Görüntülerin kısa zamanda sosyal medya ve haber portallarında yayınlanmasının ardından en çok tartışılan başlıklardan biri olmuş, saldırgan yolcu fazlaca tepki toplamıştı. Sabiha Gökçen Havalimanı yer hizmetlerinde çalışan havayolu emekçileri, son yaşanan olayla ilgili Sol Haber'in sorularını yanıtladı.
Sol Haber Portalı'nda yer alan soru-cevaplardan bazıları şöyle:
- Yaşanan olayı "gergin bir yolcunun saygısızlığı" olarak yorumlayabilir miyiz?

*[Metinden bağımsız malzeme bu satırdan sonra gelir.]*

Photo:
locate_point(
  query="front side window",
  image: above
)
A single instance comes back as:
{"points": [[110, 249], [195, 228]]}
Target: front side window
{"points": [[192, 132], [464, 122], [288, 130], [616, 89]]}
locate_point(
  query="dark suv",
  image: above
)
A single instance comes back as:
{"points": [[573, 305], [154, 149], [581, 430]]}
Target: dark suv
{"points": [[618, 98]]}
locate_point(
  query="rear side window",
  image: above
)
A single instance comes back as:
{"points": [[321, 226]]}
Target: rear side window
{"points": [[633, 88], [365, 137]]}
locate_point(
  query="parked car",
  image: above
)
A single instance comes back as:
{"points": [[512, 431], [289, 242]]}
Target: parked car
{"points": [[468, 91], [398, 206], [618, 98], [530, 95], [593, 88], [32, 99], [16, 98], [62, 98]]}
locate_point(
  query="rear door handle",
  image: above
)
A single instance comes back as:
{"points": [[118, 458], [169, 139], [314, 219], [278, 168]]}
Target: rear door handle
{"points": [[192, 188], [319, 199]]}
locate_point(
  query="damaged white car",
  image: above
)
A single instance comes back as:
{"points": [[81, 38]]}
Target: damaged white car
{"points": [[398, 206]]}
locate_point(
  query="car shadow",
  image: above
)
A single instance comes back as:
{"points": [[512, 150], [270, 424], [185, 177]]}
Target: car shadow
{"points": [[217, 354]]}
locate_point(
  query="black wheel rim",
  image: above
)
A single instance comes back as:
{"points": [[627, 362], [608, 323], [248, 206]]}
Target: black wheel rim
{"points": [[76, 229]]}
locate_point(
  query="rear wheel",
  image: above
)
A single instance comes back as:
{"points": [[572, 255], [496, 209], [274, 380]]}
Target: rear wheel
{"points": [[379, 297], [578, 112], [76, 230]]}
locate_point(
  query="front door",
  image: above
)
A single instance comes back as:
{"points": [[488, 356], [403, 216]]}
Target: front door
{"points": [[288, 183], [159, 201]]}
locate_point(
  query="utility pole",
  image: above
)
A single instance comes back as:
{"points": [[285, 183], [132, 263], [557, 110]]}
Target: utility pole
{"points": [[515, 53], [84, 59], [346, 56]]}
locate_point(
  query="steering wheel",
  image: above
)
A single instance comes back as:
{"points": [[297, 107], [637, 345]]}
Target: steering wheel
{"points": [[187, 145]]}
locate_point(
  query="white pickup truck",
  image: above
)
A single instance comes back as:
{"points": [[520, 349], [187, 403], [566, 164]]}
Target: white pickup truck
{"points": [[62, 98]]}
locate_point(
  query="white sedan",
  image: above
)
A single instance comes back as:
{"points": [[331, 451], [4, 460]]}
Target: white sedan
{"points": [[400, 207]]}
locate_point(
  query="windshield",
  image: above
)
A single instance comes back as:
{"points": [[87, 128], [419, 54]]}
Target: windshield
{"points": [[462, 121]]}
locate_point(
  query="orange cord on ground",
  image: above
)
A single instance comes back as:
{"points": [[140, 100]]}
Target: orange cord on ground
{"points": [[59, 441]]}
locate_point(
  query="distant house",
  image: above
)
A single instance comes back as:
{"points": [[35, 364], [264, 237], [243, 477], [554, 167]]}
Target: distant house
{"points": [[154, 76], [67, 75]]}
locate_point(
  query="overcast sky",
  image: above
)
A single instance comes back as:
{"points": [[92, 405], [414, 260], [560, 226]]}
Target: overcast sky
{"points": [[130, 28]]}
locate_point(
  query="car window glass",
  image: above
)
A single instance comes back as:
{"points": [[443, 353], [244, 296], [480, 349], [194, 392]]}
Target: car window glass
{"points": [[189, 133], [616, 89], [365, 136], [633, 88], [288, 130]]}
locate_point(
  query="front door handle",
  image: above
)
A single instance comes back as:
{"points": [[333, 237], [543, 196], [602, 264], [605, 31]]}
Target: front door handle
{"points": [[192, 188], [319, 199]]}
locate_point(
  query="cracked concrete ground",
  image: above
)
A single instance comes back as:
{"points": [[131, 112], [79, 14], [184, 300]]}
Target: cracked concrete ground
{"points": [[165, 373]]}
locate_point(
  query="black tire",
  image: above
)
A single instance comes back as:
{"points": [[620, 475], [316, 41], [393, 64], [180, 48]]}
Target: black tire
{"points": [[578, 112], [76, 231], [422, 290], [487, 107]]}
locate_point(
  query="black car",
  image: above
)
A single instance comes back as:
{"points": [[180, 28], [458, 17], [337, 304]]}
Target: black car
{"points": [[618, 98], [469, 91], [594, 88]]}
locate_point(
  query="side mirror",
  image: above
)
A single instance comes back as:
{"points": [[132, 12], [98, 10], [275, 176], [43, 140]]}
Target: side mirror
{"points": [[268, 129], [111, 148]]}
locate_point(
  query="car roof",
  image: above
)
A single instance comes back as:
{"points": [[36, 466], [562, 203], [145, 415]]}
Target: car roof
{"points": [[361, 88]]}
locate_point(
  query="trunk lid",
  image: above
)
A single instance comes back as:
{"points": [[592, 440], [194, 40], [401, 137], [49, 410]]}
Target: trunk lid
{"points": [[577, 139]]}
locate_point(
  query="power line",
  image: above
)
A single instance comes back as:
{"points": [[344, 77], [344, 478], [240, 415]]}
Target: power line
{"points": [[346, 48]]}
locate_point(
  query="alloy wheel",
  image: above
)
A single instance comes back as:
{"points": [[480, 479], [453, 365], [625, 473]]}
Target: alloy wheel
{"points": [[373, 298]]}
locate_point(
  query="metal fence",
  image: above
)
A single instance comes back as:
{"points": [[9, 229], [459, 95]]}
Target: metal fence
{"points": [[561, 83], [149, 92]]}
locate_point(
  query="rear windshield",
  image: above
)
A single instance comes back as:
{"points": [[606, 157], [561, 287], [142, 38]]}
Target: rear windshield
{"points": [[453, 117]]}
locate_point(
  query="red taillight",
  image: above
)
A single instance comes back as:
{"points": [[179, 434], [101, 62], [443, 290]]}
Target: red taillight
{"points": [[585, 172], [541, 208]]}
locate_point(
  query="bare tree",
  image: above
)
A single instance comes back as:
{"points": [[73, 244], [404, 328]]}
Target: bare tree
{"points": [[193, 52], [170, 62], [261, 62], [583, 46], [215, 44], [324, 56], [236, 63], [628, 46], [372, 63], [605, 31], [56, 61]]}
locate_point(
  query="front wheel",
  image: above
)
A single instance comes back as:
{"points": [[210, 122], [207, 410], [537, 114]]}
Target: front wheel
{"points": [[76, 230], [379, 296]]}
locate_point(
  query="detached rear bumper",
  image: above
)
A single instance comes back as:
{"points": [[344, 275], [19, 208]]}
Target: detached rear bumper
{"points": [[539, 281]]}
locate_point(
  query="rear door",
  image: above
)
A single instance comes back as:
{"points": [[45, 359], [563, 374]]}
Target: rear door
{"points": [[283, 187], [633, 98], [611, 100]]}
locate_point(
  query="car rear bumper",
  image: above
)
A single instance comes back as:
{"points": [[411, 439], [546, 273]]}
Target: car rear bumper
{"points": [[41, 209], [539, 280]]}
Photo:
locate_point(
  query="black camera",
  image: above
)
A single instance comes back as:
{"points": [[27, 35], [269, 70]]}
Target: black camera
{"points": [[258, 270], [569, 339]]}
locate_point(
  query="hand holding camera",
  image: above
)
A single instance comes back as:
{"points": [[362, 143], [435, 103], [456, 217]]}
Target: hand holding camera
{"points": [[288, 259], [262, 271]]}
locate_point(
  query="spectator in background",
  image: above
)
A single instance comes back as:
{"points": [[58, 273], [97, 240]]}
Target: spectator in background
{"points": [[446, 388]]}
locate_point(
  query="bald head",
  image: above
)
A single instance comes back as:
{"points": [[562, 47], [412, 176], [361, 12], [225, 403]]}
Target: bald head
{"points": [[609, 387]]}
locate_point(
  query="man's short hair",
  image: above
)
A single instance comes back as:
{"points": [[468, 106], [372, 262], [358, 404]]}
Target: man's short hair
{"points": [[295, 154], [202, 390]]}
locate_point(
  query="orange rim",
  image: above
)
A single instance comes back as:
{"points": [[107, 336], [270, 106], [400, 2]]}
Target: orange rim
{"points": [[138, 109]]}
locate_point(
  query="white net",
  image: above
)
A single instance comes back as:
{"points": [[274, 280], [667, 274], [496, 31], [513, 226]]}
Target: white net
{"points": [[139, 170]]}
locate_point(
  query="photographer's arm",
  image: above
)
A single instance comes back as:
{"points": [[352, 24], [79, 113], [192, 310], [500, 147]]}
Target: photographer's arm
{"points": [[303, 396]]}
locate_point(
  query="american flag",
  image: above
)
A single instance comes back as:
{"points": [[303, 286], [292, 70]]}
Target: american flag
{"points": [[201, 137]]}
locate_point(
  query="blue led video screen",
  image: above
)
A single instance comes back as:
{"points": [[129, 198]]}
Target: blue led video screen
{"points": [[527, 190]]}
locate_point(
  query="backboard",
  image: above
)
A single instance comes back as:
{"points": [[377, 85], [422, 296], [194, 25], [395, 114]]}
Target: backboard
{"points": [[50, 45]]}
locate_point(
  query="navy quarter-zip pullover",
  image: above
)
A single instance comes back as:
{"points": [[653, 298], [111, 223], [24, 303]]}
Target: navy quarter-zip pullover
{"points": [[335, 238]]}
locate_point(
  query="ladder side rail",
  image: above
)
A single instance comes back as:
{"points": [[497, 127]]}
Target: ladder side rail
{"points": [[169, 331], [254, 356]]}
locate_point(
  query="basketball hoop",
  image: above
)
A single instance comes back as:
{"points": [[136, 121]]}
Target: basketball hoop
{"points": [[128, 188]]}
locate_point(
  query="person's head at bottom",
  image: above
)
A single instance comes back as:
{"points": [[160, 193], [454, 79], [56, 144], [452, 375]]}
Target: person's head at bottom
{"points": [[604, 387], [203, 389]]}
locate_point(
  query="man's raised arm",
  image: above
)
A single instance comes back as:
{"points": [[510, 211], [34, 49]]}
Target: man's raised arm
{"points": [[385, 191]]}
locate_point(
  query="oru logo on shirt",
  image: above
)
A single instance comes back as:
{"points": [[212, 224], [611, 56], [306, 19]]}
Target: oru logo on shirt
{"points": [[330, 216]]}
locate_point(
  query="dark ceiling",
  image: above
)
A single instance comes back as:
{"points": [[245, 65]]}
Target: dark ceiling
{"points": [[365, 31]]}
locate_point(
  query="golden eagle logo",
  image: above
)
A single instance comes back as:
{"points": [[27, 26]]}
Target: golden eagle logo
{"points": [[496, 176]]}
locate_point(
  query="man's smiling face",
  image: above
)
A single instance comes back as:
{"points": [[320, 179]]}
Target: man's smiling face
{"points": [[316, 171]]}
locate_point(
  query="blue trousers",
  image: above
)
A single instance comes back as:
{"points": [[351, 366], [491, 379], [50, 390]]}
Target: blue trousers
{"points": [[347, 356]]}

Gergin bir yolcunun saygısızlığı denilmesinde bir beis görmüyorum. Ben malum görüntüleri izleyince etrafta polis, güvenlik, şirket yöneticisi aradı gözlerim. "Tabii ki yoklar" dedim. Sosyal medyada da, çalışan arkadaşlarımızda dahi bu soru yok.
Güya ülkenin sınırlarıyla beraber en stratejik noktaları olan havalimanlarında, her gün çalışana yönelik onlarcası darpa varan saldırı, hakaret olması anormal değil mi?
Bizim ofisimiz yolcuların giremeyeceği bir yerde idi, en az 10 kez uçak dolusu yolcu tarafından basıldı ve saatlerce mahsur kaldık. Ortalama 180 yolcu baskınından söz ediyoruz. Polis nerede pardon? Güvenlik neden sadece üst arar? Atlas ve Çelebi madem personelin yanında neden kriz anında tek bir yönetici yok?
- Çalışma koşullarınızdan kısaca bahsedebilir misiniz? Mesai sürecince nasıl zorluklarla karşılaşıyorsunuz?
Yer hizmetleri Sabiha Gökçen'de Çelebi, TGS ve Pegasus olmak üzere üç şirket tarafından veriliyor. Özellikle Pegasus ve Çelebi Yer Hizmetleri tam bir ücretli kölelik dayatıyor diyebiliriz. Ücret dediysek yanlış anlaşılmasın: Hasta oldun, rapor aldın paran gitti; kilo hatası yaptın paran gitti; boarding hatası yaptın paran gitti.. Özellikle TGS ve Pegasus'ta yöneticilerin baskısını, adam kayırmacılığını, performans değerlendirmelerindeki çarpıklığı anlatırsak yaşadığınız çağdan soğursunuz.